Sample Compatibility & Compliance
The LabAF 1000 accommodates aqueous digests, filtered environmental waters, acid-extracted soil leachates, biological tissue homogenates, and food extracts prepared per EPA Method 1631E, ISO 17892-12, GB/T 22105.1–2008, and USP /. Its hydride generation interface supports sample introduction volumes from 0.1–5 mL with programmable reaction coil residence times, enabling robust handling of high-salinity or organic-rich matrices when paired with optional online matrix separation modules. The system meets GLP and GMP requirements through hardware-enforced audit trails, role-based user permissions, electronic signature support, and full compliance with FDA 21 CFR Part 11 for data integrity, change control, and electronic record retention.

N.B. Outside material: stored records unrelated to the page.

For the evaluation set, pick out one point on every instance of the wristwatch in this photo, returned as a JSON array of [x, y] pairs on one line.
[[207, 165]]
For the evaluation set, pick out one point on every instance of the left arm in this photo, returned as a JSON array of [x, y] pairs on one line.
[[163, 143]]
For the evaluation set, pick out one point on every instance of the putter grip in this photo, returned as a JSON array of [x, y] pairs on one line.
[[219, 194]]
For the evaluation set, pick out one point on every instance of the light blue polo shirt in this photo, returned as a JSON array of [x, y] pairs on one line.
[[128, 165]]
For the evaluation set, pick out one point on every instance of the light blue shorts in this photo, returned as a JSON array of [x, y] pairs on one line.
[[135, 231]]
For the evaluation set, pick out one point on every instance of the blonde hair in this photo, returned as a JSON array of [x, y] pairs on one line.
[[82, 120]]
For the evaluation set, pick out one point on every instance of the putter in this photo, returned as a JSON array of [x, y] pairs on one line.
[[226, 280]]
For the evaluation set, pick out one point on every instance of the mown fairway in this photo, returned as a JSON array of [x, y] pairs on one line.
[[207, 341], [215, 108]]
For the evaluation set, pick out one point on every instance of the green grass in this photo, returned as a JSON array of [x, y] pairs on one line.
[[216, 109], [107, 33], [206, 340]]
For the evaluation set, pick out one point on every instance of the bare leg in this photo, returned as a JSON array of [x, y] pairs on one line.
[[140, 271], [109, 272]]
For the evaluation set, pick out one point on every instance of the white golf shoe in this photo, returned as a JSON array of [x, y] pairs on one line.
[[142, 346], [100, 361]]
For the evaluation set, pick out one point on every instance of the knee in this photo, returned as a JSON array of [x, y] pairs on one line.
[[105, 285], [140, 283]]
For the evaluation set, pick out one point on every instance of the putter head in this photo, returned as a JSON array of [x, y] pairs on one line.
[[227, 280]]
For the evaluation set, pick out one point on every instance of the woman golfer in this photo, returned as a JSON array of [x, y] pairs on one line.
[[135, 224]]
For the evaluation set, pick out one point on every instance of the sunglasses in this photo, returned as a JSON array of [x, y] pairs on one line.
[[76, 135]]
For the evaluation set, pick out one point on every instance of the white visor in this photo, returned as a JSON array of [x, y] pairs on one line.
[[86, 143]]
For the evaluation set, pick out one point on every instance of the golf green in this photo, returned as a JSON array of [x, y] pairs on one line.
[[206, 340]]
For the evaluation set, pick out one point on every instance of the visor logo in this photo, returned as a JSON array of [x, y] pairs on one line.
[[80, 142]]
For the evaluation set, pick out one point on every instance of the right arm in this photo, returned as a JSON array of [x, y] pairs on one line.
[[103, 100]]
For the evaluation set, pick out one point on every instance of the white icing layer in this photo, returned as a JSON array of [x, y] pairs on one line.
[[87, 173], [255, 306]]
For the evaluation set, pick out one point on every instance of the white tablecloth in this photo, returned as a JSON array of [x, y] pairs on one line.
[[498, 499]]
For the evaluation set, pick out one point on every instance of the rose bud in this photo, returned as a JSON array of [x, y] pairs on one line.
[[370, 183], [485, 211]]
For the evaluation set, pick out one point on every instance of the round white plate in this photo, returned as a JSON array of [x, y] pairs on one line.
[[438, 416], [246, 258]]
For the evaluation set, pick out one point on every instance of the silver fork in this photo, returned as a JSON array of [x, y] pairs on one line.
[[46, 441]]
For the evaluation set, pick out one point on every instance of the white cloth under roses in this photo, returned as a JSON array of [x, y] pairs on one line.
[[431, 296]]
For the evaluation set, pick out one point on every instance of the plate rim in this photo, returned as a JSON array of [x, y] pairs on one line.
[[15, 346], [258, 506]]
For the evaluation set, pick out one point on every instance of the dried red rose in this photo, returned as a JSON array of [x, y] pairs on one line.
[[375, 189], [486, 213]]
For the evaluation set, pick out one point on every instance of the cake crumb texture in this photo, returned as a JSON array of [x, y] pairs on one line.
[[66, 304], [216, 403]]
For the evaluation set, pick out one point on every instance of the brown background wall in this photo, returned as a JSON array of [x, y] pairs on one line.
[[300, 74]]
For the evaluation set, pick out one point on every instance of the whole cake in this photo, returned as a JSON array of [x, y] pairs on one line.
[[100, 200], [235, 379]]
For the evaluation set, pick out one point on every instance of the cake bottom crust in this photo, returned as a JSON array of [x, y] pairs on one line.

Software & Data Management
The instrument is controlled via LabAF Control Suite—a validated Windows-based application compliant with 21 CFR Part 11 Annex 11 guidelines. The software provides method editor with multi-step sequence programming, real-time signal visualization, automatic calibration curve fitting (linear/log-linear), QC check integration (blanks, spikes, duplicates), and customizable reporting templates aligned with ISO/IEC 17025 documentation standards. All raw spectra, peak integrations, instrument parameter logs, and user activity records are stored in an encrypted SQL database with immutable timestamps, supporting retrospective review and regulatory inspection readiness.
Applications
- Regulatory monitoring of inorganic arsenic and methylmercury in rice, seafood, and infant formula per EU Commission Regulation (EU) No 2023/915 and FDA Elemental Analysis Manual (EAM) Chapter 4.10.
- Groundwater and wastewater analysis for As, Sb, and Se under EPA Unregulated Contaminant Monitoring Rule (UCMR 5) and China’s GB 5749–2022 drinking water standard.
- Speciation analysis of As(III)/As(V), MMA, DMA, and inorganic Hg in environmental and clinical samples when coupled with HPLC-AFS interfaces.
- Quality control of catalysts, semiconductor precursors, and pharmaceutical excipients where trace metal impurities must be verified below ICH Q3D thresholds.
- Geochemical surveying of ore-grade samples and sediment cores for exploration geochemistry workflows requiring rapid, field-deployable elemental screening.
FAQ
What hydride-forming elements can the LabAF 1000 quantify with certified detection limits?
The instrument achieves validated detection limits of <0.01 µg/L for As, Sb, Bi, Pb, Se, Te, Sn, and Zn, and <0.001 µg/L for Hg and Cd—verified against NIST SRM 1640a and CRM SLRS-6 reference materials.
Is the LabAF 1000 compatible with HPLC for elemental speciation?
Yes—its modular gas–liquid separator and low-dead-volume nebulizer interface allow seamless coupling with standard HPLC systems for As, Se, and Hg species separation and time-resolved AFS detection.
Does the software support automated method validation protocols?
Yes—the LabAF Control Suite includes built-in tools for linearity assessment (r² ≥0.999), precision evaluation (RSD ≤0.7% over n=10 replicates), LOD/LOQ calculation per ICH Q2(R2), and recovery testing with matrix-matched standards.
How is gas flow accuracy maintained during long-term operation?
Gas flow is regulated via calibrated rotameters with ±2% full-scale accuracy; optional mass flow controllers (MFCs) are available as an upgrade for enhanced reproducibility in regulated laboratories.
Can the LabAF 1000 be integrated into a laboratory information management system (LIMS)?
Yes—it supports ASTM E1384-compliant ASCII and XML data export formats, ODBC connectivity, and HL7 messaging for bidirectional LIMS synchronization and automated report distribution.